The Authors Guild has introduced model AI contract clauses — and they signal a major shift in how publishing rights are defined.
Most legacy publishing contracts were written before generative AI became relevant. As a result, phrases like “all rights now known or later developed” created a gray zone: could publishers use manuscripts for AI training, translation, or content generation?
These new clauses aim to remove that ambiguity.
Key principles include:
- no AI training rights unless explicitly granted;
- AI-related uses treated as separate, compensable rights;
- author approval required for AI-generated audiobooks and translations;
- restrictions on uploading manuscripts into commercial AI systems;
- limits on substantive AI editing.
The framing is important: AI rights are not assumed — they must be negotiated.

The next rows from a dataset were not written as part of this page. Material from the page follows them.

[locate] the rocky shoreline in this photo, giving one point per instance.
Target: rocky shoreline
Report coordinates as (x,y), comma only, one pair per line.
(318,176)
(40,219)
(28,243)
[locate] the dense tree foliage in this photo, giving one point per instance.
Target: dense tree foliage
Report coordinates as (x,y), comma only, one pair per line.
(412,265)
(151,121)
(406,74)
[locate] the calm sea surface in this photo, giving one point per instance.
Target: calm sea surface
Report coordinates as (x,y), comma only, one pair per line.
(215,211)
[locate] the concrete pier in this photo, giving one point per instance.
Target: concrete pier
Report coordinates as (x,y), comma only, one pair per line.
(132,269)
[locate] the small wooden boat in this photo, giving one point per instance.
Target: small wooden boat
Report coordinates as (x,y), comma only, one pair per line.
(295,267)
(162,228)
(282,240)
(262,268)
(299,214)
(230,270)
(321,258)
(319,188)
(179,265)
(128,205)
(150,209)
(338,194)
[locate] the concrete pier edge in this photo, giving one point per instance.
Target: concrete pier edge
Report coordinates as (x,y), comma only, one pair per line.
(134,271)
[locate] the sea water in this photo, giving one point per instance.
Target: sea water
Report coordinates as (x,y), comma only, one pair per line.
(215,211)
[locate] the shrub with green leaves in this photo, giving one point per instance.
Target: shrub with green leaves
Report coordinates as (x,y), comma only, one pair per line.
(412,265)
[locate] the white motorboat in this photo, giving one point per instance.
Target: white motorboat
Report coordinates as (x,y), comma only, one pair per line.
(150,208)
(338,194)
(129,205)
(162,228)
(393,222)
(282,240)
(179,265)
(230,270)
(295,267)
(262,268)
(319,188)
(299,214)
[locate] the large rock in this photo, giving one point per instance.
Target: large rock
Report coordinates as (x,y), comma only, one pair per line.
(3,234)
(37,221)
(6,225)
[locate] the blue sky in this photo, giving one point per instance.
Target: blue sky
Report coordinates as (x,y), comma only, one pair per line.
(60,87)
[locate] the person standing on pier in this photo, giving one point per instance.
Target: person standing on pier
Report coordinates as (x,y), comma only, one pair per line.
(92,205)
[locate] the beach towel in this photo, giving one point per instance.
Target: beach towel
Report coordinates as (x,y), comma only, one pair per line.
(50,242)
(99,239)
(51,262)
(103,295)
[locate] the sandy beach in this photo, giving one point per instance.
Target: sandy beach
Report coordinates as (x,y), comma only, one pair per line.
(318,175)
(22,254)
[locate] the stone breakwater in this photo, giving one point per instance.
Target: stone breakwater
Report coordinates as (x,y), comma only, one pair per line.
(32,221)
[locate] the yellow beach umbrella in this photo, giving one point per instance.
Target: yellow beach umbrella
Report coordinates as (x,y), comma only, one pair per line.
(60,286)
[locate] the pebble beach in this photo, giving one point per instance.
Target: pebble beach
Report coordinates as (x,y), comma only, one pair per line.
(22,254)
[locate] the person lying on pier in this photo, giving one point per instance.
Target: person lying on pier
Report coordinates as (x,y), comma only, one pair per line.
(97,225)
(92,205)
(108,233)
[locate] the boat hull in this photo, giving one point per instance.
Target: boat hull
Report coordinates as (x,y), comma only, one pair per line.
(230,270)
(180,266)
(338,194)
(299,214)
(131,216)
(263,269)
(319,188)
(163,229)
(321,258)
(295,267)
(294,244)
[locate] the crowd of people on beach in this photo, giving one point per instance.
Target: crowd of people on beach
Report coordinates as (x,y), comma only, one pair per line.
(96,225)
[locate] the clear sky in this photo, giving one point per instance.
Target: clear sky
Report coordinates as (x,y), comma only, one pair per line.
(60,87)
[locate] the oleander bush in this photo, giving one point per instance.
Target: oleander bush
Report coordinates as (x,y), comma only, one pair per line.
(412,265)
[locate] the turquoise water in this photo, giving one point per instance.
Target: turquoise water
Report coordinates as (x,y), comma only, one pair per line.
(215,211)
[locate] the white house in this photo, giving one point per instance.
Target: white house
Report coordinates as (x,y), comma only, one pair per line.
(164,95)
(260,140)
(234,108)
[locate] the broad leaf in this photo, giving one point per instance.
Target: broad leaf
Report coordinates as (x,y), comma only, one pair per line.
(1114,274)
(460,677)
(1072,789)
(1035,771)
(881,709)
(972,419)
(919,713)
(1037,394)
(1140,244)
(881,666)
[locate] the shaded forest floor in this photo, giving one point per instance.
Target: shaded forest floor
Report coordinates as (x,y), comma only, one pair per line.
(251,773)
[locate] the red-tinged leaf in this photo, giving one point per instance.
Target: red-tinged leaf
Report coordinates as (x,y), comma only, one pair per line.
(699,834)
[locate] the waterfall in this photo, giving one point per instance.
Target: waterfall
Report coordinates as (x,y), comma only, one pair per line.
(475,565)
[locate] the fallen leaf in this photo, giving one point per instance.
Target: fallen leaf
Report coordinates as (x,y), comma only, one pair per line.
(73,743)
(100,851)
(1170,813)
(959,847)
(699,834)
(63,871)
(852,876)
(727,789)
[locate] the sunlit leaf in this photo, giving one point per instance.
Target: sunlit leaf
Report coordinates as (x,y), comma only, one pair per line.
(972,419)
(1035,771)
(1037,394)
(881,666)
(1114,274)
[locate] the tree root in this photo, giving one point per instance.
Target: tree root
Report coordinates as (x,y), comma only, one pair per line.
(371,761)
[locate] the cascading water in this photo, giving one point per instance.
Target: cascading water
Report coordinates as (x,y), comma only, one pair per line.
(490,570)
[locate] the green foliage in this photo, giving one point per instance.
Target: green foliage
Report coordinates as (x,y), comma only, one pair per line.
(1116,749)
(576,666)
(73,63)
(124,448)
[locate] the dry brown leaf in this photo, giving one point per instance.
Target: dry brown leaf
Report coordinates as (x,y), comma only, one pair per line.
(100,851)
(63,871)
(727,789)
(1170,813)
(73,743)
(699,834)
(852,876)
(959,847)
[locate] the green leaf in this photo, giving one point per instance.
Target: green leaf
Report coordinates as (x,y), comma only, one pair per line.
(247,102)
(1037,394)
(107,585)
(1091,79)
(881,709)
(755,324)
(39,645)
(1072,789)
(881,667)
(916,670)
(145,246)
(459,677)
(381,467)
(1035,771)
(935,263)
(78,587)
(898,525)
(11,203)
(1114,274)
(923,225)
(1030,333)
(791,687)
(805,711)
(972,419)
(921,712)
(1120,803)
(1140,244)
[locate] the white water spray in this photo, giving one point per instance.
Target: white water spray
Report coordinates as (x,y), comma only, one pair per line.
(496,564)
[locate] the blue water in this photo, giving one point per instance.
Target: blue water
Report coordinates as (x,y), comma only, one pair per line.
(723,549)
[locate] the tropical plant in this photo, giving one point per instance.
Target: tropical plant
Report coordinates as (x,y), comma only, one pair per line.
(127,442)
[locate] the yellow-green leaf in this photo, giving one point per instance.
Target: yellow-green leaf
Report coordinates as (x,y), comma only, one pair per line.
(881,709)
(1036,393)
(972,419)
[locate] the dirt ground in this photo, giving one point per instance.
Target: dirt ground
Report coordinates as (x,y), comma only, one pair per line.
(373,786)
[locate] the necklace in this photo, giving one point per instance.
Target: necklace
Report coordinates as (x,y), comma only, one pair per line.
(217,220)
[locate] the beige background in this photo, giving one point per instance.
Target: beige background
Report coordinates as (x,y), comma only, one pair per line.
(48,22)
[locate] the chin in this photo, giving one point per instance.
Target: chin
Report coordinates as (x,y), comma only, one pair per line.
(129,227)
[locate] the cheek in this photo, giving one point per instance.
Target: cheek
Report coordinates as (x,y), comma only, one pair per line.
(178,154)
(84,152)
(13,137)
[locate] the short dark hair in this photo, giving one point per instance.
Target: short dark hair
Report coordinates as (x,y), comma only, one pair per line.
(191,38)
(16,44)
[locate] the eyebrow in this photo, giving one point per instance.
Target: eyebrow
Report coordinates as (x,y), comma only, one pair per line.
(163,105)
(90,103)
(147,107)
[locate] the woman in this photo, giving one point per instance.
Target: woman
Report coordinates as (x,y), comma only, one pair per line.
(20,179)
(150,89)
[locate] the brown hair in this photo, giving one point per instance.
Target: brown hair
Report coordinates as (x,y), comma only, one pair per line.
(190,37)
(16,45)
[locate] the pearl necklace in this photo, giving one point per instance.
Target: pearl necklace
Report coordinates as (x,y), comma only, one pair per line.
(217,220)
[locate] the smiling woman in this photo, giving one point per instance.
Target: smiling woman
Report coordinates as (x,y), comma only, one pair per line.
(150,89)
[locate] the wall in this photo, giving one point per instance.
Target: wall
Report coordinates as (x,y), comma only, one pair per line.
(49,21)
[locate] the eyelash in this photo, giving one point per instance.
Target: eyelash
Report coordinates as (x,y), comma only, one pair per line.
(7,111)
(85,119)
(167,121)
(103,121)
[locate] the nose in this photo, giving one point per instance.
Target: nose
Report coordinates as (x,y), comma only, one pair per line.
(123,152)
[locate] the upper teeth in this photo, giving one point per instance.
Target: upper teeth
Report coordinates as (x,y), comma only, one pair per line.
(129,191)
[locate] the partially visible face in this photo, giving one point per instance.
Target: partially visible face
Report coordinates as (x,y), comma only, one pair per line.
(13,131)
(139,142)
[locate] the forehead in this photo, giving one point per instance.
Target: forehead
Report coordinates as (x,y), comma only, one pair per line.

For indie authors, this matters even outside traditional publishing. AI rights are quickly becoming a distinct category, similar to translation or audio rights. Vague contracts today can create real conflicts later.
There is also a growing distinction between:
- minor AI assistance (editing tools, marketing),
- and substantive AI use (generation, rewriting, translation).
That line is likely to become standard — both legally and in reader expectations.
Takeaway:AI clauses are no longer optional boilerplate. Even simple agreements should define what is — and is not — allowed.
We’ve seen this before with ebook rights. Now the same separation is happening with AI — just much faster.